Scorn Review–Spoiler Free
What terrifies you? The pause right before the doctor gives you the test results? Maybe it’s the thought of a hand reaching from under the bed to close on a casually dangling foot. Or maybe it’s the idea of having to thrust your hand into a moist, mouthlike hole filled with who knows what…teeth, tendons or bones, perhaps. If any of this is making your pulse race a little, best to avoid Scorn, the new first person “shooter” from Ebb Software. But if you love dark, creepy, and uncomfortable experiences, Scorn might be the game you’ve been searching for.
What’s that Noise?
There are games with opaque narratives and minimal UIs, and then there’s Scorn. It takes the credo of directionless gameplay to a whole new level. Scorn doesn’t care if you get lost. It isn’t concerned that you missed a critical weapon or ammo pick up.
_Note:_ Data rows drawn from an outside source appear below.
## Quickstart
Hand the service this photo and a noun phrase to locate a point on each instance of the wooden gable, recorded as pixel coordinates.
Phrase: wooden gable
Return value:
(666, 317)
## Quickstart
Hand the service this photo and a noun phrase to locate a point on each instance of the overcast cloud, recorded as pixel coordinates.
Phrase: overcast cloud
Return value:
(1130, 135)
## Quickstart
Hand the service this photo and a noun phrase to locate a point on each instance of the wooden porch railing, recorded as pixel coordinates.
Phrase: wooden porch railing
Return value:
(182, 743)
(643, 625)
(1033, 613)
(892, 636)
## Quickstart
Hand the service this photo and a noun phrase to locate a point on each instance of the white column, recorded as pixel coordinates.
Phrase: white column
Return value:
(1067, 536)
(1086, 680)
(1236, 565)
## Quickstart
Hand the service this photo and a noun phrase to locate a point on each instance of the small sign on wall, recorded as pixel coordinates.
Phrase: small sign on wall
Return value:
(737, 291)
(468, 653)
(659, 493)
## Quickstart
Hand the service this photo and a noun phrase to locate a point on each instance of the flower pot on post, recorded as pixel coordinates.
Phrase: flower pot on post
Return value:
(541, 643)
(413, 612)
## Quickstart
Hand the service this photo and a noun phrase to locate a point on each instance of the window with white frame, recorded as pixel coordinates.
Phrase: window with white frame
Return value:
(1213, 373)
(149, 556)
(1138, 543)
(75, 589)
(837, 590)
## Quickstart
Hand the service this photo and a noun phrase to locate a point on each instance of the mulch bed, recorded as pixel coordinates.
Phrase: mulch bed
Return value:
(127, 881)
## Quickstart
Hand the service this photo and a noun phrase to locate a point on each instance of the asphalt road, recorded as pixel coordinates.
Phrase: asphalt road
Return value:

There’s no kindly narrator or witty field recordings to fill you in on the story. Scorn’s gameplay mechanics aren’t entirely free from prompts, but beyond the absolute basics of alerting the player to an interactive object, everything else is subject to discovery, trial and error.
Scorn is a first person game, and there is some shooting, but it isn’t a “first person shooter.” Nor is it, strictly speaking, one of those pixel-hunting adventure games. There are, however, puzzles. Lots of them, and they gate your progress through the game and world. Solving them is also the key to survival, because shooting sure isn’t in most cases.
Commitment to a Vision
Whether you call it biomechanical or biopunk or Giger-esque, Scorn is first and foremost an aesthetic experiment, a long and ardor-filled love song to artists H.R. Giger and Zdzislaw Beksinski. If neither of those names are familiar, rest assured you know their work. If you’ve seen the original Alien film, you’ve seen Giger’s designs. His art fuses recognizable elements of biology — bones, sinew, coils of intestines — and mechanical structures like locks and gears and doors.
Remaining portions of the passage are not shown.